Förderung für kommunale Verkehrsprojekte :Kura/Bajus: Rad- und Gehwege sind zentrale Bausteine moderner Verkehrspolitik

Die rot-grüne Landesregierung fördert auch in diesem Jahr den Aus- und Neubau von Rad- und Gehwegen sowie Straßen in Niedersachsens Städten und Gemeinden. Insgesamt stehen für kommunale Verkehrsprojekte Fördermittel in Höhe von 75 Millionen Euro zur Verfügung.

Osnabrück. Die rot-grüne Landesregierung fördert auch in diesem Jahr den Aus- und Neubau von Rad- und Gehwegen sowie Straßen in Niedersachsens Städten und Gemeinden. Insgesamt stehen für kommunale Verkehrsprojekte Fördermittel in Höhe von 75 Millionen Euro zur Verfügung. „Rot-Grün sorgt dafür, dass die Kommunen im Land ihre Verkehrs­infrastruktur vorausschauend und im Sinne nachhaltiger Mobilität weiterentwickeln können“, freut sich die Grünen-Landtagsabgeordnete Anne Kura aus Osnabrück. Vor allem sichere Rad- und Gehwege seien zentrale Bausteine einer modernen Verkehrspolitik.

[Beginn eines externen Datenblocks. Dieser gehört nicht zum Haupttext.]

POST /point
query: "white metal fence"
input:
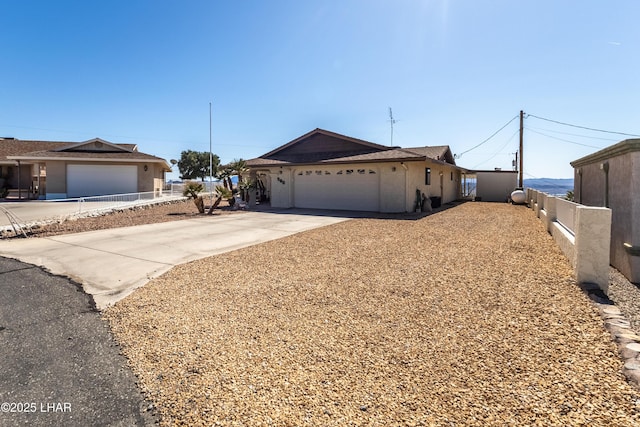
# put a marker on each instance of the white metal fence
(91, 204)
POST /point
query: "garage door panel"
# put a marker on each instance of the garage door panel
(347, 189)
(94, 180)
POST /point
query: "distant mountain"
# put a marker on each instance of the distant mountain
(550, 185)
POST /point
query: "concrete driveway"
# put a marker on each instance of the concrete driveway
(110, 264)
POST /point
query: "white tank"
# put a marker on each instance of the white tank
(518, 196)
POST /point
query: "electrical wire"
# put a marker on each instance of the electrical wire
(505, 144)
(457, 156)
(580, 127)
(573, 134)
(562, 139)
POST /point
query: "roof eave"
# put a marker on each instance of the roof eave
(619, 149)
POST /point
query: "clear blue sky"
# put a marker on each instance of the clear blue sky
(454, 72)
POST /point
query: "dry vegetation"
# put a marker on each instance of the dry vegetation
(465, 317)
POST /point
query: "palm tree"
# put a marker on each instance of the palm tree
(192, 190)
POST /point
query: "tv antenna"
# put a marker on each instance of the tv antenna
(392, 121)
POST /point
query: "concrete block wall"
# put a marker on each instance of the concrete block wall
(587, 246)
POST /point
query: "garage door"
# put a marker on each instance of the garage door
(347, 189)
(97, 180)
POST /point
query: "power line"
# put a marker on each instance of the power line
(499, 152)
(457, 156)
(562, 139)
(573, 134)
(580, 127)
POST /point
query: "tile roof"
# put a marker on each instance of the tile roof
(16, 149)
(349, 150)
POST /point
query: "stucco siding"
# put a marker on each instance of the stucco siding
(622, 192)
(392, 187)
(56, 177)
(495, 186)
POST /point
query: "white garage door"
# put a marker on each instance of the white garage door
(347, 189)
(97, 180)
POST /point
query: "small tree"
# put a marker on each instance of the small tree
(192, 190)
(569, 196)
(195, 164)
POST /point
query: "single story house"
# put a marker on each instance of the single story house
(611, 178)
(58, 170)
(326, 170)
(494, 185)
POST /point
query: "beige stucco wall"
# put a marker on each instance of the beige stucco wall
(398, 182)
(57, 176)
(624, 200)
(495, 186)
(146, 179)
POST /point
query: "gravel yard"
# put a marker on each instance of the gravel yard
(465, 317)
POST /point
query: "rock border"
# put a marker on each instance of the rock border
(627, 340)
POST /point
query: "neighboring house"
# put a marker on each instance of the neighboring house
(57, 170)
(611, 178)
(495, 185)
(326, 170)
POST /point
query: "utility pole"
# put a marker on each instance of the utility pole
(392, 122)
(210, 159)
(520, 184)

Kura teilt mit, auch in der Stadt und im Landkreis Osnabrück würden Bauvorhaben berücksichtigt und erhielten Förderung. In der Stadt wird mit einem zentralen Verkehrspunkt der Ausbau am Neumarkt/Kollegienwall gefördert, ebenso ein Abschnitt im Osten der Stadt auf der Mindener Straße von Burg Gretesch bis zur Straße Auf dem Winkel. Im Zuge der dringend nötigen Sanierung der Mindener Straße werden auch die Fuß- und Radwege verbessert. Der Osnabrücker Landkreis profitiert von den Zahlungen für den Ausbau an der K 131 in Kettenkamp und K 351 von der L87 bis Up de Heede in Belm.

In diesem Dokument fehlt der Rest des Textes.